User: arn:aws:sts::123456789023:assumed-role/prd-node-role-20241001140543910500000003/i-123456789abcde is not authorized to perform: s3:GetObject on resource: "arn:aws:s3:::my-backup-bucket/last-backup/indices/wQRa5pGbSX--weZJUCjgew/2/snap-pB1C3ib7S9-L73yPMU5y9g.dat" because no identity-based policy allows the s3:GetObject action

Which means that the original role from IRSA and AWS_WEB_IDENTITY_TOKEN_FILE is dropped when ES tried to do that, and it used a node role (prd-node-role-20241001140543910500000003) as opposed to the pod role (prd-ESBackupRole). Installing AWS-cli on the machine shows the correct role (prd-ESBackupRole):

 PAGER='' HOME=/tmp/ ./aws/dist/aws sts get-caller-identity
{
    "UserId": "WHATEVER:es-cluster-elasticsearch",
    "Account": "123456789012",
    "Arn": "arn:aws:sts::123456789012:assumed-role/prd-ESBackupRole/es-cluster-elasticsearch"
}

I'd really appreciate any pointers or help in order to troubleshoot that. Thanks in advance.

Originally posted by @ragne in #7208

pebrc commented 2 weeks ago

@ragne I created a new issue to track this.
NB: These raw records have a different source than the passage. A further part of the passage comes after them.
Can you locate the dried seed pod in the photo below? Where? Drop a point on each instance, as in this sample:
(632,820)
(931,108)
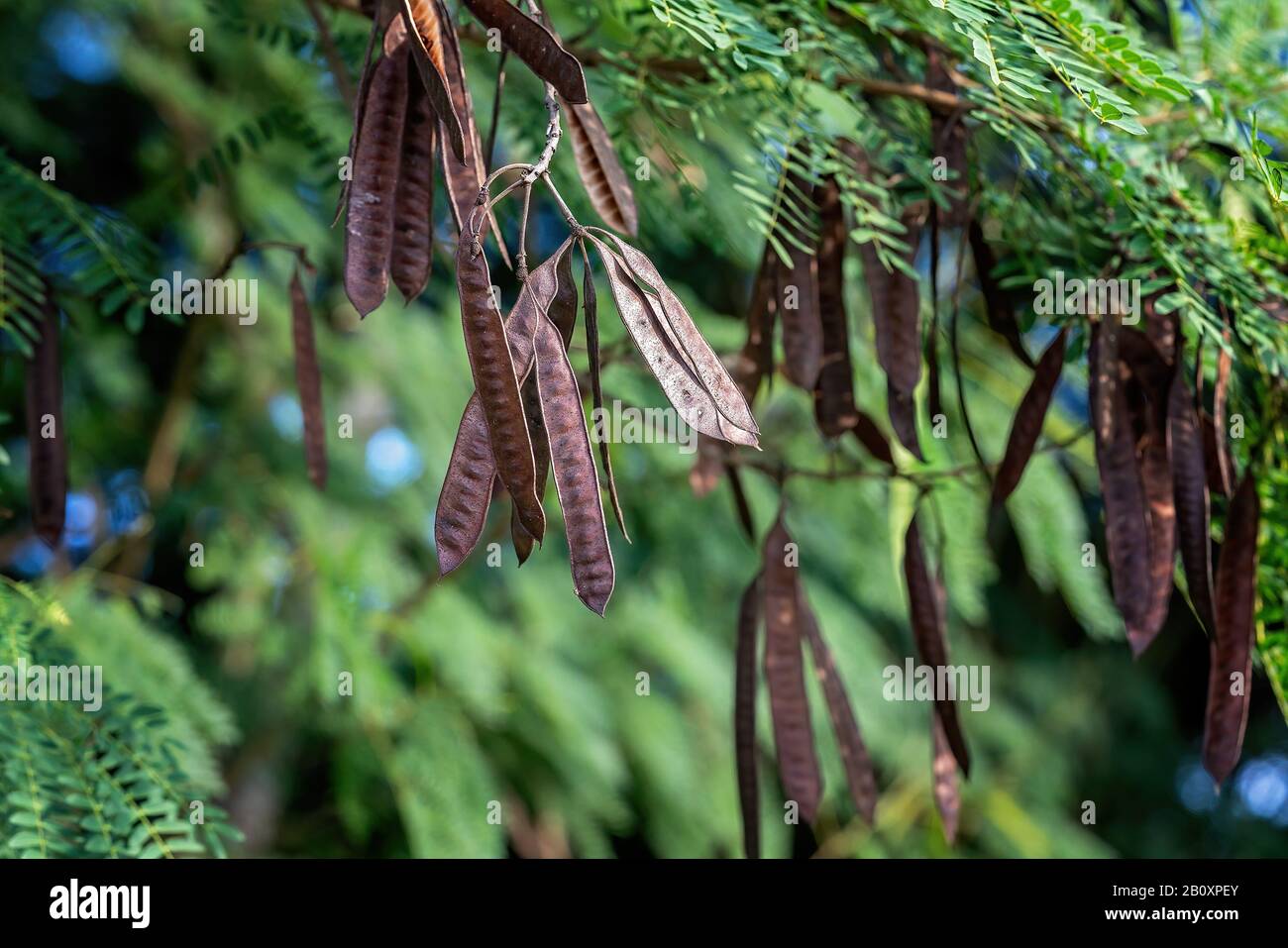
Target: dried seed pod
(745,717)
(927,630)
(1029,417)
(600,170)
(413,204)
(858,766)
(472,469)
(497,384)
(370,223)
(426,24)
(798,296)
(707,366)
(535,46)
(1126,524)
(1190,492)
(944,776)
(47,438)
(794,736)
(1231,677)
(645,322)
(574,468)
(308,381)
(999,307)
(833,389)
We need to report this to the Elasticsearch team as it is very likely an Elasticsearch issue.

pebrc commented 1 week ago

@ragne I have been running an IRSA setup for multiple days now and have so far not been able to reproduce your problem. I did run into another problem (with a closed connection pool) which I reported to the Elasticsearch team. But the incorrect use of the role I could not reproduce. I am taking hourly snapshots and have been restoring a few of them. So far without a problem.

ahmetdd commented 6 days ago

@pebrc How did you make any changes to the IRSA setup ? Do you think the problem is completely solved ?